What would you do if you discovered that a completely new type of player entered your market with a ground-breaking approach? This is a situation that almost every industry faces at some point. To mention a couple of examples:
- The Nordic IT start-up Skype challenged telco’s bread-and-butter telephony together with mobile applications such as WhatsApp eliminating SMS and MMS
- Streaming services such as Spotify changed the music industry
- Online companies such as the Danish nemlig.com are trying to change the retail sector
- In financial services, the insurance value chain is being challenged by companies such NEXT Forsikring
- In banking, the companies, which are regarded as the biggest threats, are Google and Amazon
The next question to the marketing executive: Are the commercial processes and the marketing plan, which are guiding this, flexible enough? They should be suited for a quick response to a potential threat like some of the above-mentioned – knowing that it might be part of a necessary change of the existing value chain over time. This is where the concept of Agile Marketing becomes of vital importance.
Agile is a concept created for IT development – why is it relevant to marketing?
Within the field of software development, Agile development is widely recognized as a strong approach that focuses on developing, maintaining and adjusting systems and platforms in an ongoing process that furthermore requires cross-functional teams. If applied in a marketing context, there are several parallels we could benefit from.

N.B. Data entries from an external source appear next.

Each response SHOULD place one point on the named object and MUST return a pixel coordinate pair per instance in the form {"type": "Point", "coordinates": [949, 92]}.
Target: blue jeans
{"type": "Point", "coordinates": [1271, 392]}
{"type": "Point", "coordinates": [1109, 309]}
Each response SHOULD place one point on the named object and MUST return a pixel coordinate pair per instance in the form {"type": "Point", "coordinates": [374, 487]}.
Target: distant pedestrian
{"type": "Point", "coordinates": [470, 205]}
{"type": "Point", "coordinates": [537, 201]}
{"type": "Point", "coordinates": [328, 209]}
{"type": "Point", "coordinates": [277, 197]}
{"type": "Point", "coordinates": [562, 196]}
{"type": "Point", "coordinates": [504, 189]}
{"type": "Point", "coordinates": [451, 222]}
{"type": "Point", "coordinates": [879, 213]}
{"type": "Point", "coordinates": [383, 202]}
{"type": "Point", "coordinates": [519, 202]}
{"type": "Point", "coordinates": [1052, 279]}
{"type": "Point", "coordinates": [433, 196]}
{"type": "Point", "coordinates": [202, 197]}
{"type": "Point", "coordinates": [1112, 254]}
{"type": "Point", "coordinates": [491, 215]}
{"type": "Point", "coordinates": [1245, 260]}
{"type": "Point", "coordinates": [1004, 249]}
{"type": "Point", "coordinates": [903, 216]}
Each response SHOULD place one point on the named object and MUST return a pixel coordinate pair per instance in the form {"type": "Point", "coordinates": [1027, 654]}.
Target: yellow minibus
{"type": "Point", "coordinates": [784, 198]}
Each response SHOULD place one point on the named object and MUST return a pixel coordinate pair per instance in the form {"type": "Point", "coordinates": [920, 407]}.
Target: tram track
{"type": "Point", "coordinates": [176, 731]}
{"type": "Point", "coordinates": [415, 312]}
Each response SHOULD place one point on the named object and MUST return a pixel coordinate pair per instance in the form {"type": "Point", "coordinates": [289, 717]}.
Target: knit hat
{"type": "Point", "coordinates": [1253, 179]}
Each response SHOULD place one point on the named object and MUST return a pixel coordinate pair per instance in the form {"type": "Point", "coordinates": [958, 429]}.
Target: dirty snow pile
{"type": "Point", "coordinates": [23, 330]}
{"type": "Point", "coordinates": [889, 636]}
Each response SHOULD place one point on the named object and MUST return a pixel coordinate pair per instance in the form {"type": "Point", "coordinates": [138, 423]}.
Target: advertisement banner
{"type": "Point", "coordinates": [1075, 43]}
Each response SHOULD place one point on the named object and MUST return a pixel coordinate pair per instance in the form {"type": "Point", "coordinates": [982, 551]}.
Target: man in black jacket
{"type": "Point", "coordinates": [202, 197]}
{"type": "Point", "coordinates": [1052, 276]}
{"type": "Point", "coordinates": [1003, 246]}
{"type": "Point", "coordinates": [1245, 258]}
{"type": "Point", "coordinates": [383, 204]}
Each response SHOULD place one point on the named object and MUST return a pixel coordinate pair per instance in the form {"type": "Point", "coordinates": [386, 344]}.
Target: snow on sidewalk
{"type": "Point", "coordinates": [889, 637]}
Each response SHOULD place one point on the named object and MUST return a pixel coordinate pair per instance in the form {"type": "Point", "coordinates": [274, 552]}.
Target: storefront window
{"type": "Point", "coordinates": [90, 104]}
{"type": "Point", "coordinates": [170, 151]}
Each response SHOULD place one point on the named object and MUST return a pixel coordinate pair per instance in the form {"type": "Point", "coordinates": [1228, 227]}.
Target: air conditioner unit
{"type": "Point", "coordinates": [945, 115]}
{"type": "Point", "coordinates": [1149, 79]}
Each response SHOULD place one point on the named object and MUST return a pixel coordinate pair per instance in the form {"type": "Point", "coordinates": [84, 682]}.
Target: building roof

Firstly, marketing as a discipline has stretched beyond the marketing department as customer experiences encompass touch points such as sales, customer service, web shops, etc. To execute a customer-centric strategy as I wrote in an earlier blog, consistency and coherences are necessary in terms of what, when and how we interact with customers. Modern marketers are thus working as representatives of the customer by enabling cross-departmental alignments.
Secondly, the execution of customer centric-strategies requires cross-channel and real-time decision-making capabilities. This goes beyond the individual employee or system – to which marketers are becoming highly IT skilled. Therefore, CMOs and CIOs need to work much closer together in order to deliver on the requirements set forward by digital insight and demanding customers. Only like this, we are able to turn the new technologies into profits and growth.
Turning technologies into profits and growth
Traditionally, our marketing strategy and plan has been developed to respond to current market demands that has been a successful, albeit reactive approach. With new competitors emerging from completely different worlds and with marketers becoming more IT skilled and with cross-functional responsibilities, we need to develop a more agile and cross-functional approach, enabling more proactive market engagement.
Agile Marketing is a new and relevant concept that puts emphasis on the business development side of the marketing role. Here, we can use our strategic excellence combined with our customer and market understanding to shape the future of competition. Therefore, Agile Marketing is a concept that most modern marketers should look into in the nearby future.
1 Comment
Good examples and relevant article. So interesting for us as consumers to see what happens.
We saw the early stages with the hole mobile industry (telmore etc.)